Paris, ce 18 septembre 1790.

Cette lettre vous parviendra, mon cher ami, par M. Servan, qui va faire ses vendanges à Condrieu et qui vous verra sans doute. Je crains bien qu’il n’ait dit tout à fait adieu à Paris. C’est un membre fervent que perd la Société[2] ; Dieu veuille qu’il répande là-bas du patriotisme… j’ai lu avec plaisir les détails que vous m’envoyez sur les abbayes que vous avez vues. Continuez. Le plan est bien entre vos mains et celles de Bancal, et je m’en rapporte à lui pour les bases. M. Servan me paraît bien désirer qu’il s’exécute, et en être. À propos, recommandez-le à M. de La Platière. Ils sont bien dignes de se connaître et de devenir amis. J’ai reçu des lettres d’Amérique qui me confirment le bonheur de mon beau-frère[3]. J’ai reçu aussi le projet et l’offre de vente de la belle terre de Spring-Hill de M. Légaux dont je vous avais parlé. Je vois ici que beaucoup de gens de la ferme[4] se disposent à passer en Amérique. Ce sera notre refuge, si la liberté ne peut pas se soutenir…


J.-P. Brissot.

Ainsi, c’est Brissot qui adresse Servan aux Rolaud[5]. Le ministère Roland-Servan-Clavière de mai 1792 sera donc bien, dans toute la force du terme, un ministère « brissotin ».

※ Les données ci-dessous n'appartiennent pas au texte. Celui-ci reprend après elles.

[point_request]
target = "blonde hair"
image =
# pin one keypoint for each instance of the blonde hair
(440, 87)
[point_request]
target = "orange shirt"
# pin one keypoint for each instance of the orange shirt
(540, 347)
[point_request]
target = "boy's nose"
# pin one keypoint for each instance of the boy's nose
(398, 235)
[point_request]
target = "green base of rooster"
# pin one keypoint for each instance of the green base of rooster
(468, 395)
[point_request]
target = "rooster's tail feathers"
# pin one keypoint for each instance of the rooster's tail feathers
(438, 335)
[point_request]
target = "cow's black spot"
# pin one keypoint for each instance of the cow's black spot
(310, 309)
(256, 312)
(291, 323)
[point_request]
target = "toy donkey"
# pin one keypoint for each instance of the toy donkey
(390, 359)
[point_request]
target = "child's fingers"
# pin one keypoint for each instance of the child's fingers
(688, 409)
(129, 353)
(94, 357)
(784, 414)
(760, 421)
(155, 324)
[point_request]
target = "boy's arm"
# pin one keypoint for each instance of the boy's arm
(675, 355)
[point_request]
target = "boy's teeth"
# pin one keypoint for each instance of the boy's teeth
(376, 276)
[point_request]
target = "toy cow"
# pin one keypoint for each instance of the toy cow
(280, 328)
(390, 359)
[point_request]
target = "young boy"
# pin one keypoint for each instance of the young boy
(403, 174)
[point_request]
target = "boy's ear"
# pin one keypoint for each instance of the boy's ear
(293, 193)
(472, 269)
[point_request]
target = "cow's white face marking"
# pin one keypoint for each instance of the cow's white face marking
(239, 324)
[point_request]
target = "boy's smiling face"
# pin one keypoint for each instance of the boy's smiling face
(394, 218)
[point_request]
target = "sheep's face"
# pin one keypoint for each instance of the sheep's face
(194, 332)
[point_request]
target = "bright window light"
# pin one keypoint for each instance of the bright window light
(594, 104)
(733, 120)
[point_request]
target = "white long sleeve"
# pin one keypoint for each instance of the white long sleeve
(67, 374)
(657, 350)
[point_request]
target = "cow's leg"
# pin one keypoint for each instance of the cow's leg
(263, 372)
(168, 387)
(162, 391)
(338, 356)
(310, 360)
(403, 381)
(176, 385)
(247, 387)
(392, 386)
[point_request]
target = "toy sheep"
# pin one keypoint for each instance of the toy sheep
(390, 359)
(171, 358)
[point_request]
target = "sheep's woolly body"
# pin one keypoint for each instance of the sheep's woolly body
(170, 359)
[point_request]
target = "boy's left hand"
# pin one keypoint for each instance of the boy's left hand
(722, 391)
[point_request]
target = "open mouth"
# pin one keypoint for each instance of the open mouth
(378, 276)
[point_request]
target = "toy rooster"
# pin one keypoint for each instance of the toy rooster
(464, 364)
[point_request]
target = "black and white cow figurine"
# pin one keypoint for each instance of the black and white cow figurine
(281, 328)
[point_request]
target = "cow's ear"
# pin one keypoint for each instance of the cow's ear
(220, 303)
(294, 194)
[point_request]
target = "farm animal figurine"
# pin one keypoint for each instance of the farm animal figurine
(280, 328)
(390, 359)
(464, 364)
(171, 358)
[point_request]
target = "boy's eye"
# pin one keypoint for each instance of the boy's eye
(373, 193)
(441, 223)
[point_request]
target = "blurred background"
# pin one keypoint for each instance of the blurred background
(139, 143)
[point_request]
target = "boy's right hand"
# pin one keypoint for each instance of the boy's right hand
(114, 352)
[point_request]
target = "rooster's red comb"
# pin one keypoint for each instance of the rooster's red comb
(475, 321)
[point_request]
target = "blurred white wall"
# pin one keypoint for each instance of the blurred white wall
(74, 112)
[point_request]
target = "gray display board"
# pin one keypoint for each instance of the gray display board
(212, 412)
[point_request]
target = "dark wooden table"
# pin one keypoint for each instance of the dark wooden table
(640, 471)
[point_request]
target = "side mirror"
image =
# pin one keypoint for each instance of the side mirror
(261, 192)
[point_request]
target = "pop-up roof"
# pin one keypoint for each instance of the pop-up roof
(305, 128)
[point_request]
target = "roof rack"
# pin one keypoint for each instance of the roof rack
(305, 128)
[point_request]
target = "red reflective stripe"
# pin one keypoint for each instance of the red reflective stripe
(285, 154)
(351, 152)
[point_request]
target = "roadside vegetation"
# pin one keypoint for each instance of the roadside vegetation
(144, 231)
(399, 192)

On voit aussi combien ce rêve d’Amérique, dont se berçait Lanthenas, fut aussi toujours celui de Brissot, comme il fut celui de Madame Roland aux jours de l’adversité[6].


§ 4.

Quand les Roland arrivèrent à Paris, à la fin de février 1791, et s’installèrent à l’hôtel Britannique, rue Guénégaud, Brissot, avec qui ils correspondaient depuis plus de quatre ans sans l’avoir encore vu, fut naturellement une de leurs premières relations. « Brissot vînt nous visiter ; nous nous trouvâmes liés comme d’anciens amis… (Mém., I, 54). « Grégoire doit venir passer la soirée chez nous aujourd’hui, avec Brissot, Garran et plusieurs autres », écrit, le 28 février, Roland à Champagneux (ms. 6241, fol. 18). Brissot conduisit les Roland chez Pétion, ce qui les lia avec Buzot et Robespierre, et bientôt le salon du premier étage de l’hôtel Britannique devint, « quatre fois par semaine, après les séances de l’Assemblée et avant celle des Jacobins[7], « le lieu de réunion de ce petit comité », comme dit Madame Roland, c’est-à-dire du groupe militant qui représentait l’extrême gauche de la Constituante.

Mais on se voyait aussi en famille ; Madame Roland apprécia vite Mme Brissot, dont elle

  1. Ms. 9534, fol. 54.
  2. Quelle Société ? Probablement celle des Amis des noirs.
  3. Le beau-frère de Brissot, François Dupont, était établi comme colon aux environs de Philadelphie depuis le commencement de 1789.
  4. Mot peu lisible au manuscrit.
  5. Servan, toutefois, n’alla pas au Clos. Il se rendit directement à Lyon et chargez Mme Blot de faire parvenir à Lanthenas la lettre de Brissot (ms. 9534, fol. 243-244). Ce n’est qu’en décembre que les Roland firent sa connaissance à Lyon (lettre 396).
  6. Cf. Mémoires, I, 57 ; II, 44, 64, 103. — C’est là qu’elle veut envoyer Buzot proscrit (lettre 542). Cf Mémoires de Louvet, éd. Aulard, I, 130.
  7. Cahier inédit des Mémoires, ms. 4697.